---
title: "Cache Management"
author: "Thomas Bergamaschi"
date: "2018-10-18"
output: rmarkdown::html_vignette
vignette: >
  %\VignetteIndexEntry{Cache Management}
  %\VignetteEngine{knitr::rmarkdown}
  %\VignetteEncoding{UTF-8}
---

```{r setup, include = FALSE}
knitr::opts_chunk$set(
  collapse = TRUE,
  comment = "#>"
)
```

When building a web service, it is desirable to save commonly requested products
in a cache directory to avoid time wasted reproducing them unnecessarily.
Because the cache has finite disk space allocated to it, the cache should be 
routinely purged of old or outdated files to make room new ones. The 
```manageCache()``` utility function simplifies this process.

## A Product Cache Example

Lets first make a cache directory and put some data products in it.

```{r createCache}
# Create a cache directory
CACHE_DIR <- file.path(tempdir(), 'cache')
if ( file.exists(CACHE_DIR) == FALSE ) {
  dir.create(CACHE_DIR)
}

# Add a few files to the cache
write.csv(matrix(1,400,500), file=file.path(CACHE_DIR,'m1.csv'))
Sys.sleep(1) # wait a bit between each to give them different mtimes
write.csv(matrix(2,400,500), file=file.path(CACHE_DIR,'m2.csv'))
Sys.sleep(1)
write.csv(matrix(3,400,500), file=file.path(CACHE_DIR,'m3.csv'))
Sys.sleep(1)
write.csv(matrix(4,400,500), file=file.path(CACHE_DIR,'m4.csv'))
```

We can look in our new cache directory and see the four files we just added. 
The directory contains about 1.5 MB of data.

```{r checkCache}
cachedFiles <- list.files(CACHE_DIR, full.names = TRUE)
infoDF <- file.info(cachedFiles)
cacheSize = (sum(infoDF$size) / 1e6) # in MB
print(list.files(CACHE_DIR))
sprintf("Cache size = %s MB", cacheSize)
```

In order to simulate file requests, lets read two of them to update their access 
time.

```{r accessFiles, echo=TRUE}
# Access two of the files, updating their atime
invisible( read.csv(file.path(CACHE_DIR, 'm1.csv')) )
invisible( read.csv(file.path(CACHE_DIR, 'm2.csv')) )
```

Now, lets use ```manageCache()``` to get our cache down to 1 MB.

```{r manageCache}
# Use manageCache() to get cache to 1 MB
library(MazamaCoreUtils)
manageCache(CACHE_DIR, extensions = 'csv', maxCacheSize = 1)
```

When we check our cache again, we will see that the two files with the oldest
access times are gone and the cache size is now under 1 MB.

```{r checkCacheAgain}
# Check cache contents and total size again
cachedFiles <- list.files(CACHE_DIR, full.names = TRUE)
infoDF <- file.info(cachedFiles)
cacheSize = (sum(infoDF$size) / 1e6) # in MB
print(list.files(CACHE_DIR))
sprintf("Cache size = %s MB", cacheSize)
```

## Removing 'Stale' Products

Web services that provide access to real-time data often generate products that
have an expiration date. Files older than a specific number of days or hours 
should be removed from the cache because they no longer represent the current
status. Removing stale files can also help to keep the cache much smaller than 
the absolute maximum cache size, enhancing overall performance.
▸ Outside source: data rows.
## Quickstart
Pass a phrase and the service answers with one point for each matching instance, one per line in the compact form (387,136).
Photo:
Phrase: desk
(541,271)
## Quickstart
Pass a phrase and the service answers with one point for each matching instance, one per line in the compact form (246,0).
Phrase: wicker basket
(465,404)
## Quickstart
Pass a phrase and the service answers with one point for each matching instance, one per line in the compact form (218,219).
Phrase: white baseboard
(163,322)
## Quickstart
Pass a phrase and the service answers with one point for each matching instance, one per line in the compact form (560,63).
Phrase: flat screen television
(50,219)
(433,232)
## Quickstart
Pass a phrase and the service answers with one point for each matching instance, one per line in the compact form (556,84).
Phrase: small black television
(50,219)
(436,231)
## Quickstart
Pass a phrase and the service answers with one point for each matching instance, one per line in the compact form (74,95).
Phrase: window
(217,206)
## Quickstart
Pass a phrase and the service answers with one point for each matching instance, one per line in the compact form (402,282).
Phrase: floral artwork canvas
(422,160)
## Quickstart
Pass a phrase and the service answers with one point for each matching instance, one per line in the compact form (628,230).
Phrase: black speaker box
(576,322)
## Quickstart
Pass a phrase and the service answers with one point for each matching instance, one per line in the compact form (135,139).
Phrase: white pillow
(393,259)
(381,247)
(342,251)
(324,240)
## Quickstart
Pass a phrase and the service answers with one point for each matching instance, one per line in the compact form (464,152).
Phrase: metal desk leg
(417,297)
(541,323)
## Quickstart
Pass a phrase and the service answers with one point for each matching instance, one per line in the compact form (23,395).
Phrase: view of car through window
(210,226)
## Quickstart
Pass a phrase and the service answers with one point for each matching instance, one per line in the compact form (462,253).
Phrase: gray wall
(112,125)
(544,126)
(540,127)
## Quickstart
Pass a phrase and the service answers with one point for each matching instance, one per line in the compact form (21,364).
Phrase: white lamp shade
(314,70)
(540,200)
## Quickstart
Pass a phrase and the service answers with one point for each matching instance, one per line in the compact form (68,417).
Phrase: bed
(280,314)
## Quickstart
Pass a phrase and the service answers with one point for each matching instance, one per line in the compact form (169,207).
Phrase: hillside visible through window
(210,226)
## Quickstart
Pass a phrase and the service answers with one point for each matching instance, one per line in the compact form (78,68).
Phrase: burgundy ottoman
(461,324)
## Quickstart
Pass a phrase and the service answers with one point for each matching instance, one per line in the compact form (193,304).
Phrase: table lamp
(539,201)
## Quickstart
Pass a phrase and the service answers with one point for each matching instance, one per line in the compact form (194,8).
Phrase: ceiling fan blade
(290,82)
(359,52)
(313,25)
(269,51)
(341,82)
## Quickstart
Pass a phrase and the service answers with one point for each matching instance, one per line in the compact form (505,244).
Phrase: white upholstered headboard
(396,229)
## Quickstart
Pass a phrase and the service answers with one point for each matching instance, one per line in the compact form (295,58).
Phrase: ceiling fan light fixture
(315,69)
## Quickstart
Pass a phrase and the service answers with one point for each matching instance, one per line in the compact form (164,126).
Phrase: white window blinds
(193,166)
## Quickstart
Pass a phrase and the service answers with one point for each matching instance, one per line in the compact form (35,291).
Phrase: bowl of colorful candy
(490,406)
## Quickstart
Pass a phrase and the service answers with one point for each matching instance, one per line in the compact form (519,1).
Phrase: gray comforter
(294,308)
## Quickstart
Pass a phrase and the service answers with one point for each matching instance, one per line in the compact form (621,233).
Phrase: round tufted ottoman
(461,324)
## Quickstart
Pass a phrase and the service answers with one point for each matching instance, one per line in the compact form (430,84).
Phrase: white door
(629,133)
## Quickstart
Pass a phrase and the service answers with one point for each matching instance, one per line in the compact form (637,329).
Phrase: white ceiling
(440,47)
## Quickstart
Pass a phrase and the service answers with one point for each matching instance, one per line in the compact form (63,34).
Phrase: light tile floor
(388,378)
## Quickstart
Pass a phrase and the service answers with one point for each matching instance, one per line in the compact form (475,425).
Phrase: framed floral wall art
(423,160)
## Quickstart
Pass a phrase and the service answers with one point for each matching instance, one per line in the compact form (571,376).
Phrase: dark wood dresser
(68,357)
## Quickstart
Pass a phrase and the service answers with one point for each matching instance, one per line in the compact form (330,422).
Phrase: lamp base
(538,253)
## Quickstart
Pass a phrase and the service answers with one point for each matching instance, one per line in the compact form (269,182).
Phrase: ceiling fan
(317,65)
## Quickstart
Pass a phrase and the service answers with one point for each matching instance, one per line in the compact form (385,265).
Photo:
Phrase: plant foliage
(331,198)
Stale files -- files that haven't been modified in a while -- can be removed 
regardless of  cache size with the `maxFileAge` parameter. When this is set, 
files with an  `mtime` older than `maxFileAge` will  be removed before any test 
of the  `maxCacheSize`. Fractional days are allowed.

You can remove standard products in the cache that haven't been modified in the 
last 3 hours with:

```{r maxFileAge}
manageCache(CACHE_DIR, maxFileAge = 3/24)
```

## Other Use Cases

When used to manage a product cache, the most typical behavior will be to sort
files based on last access time. The `manageCache()` function uses
`sortBy = "atime"` as the default. It is also possible to sort based on 
modification time `mtime` or change time `ctime`.

The use case scenario for `sortBy = "mtime"` might involve files that are
considered *stale* if the contents aren't updated.

A use case scenario for `sortBy = "ctime"` is not clear.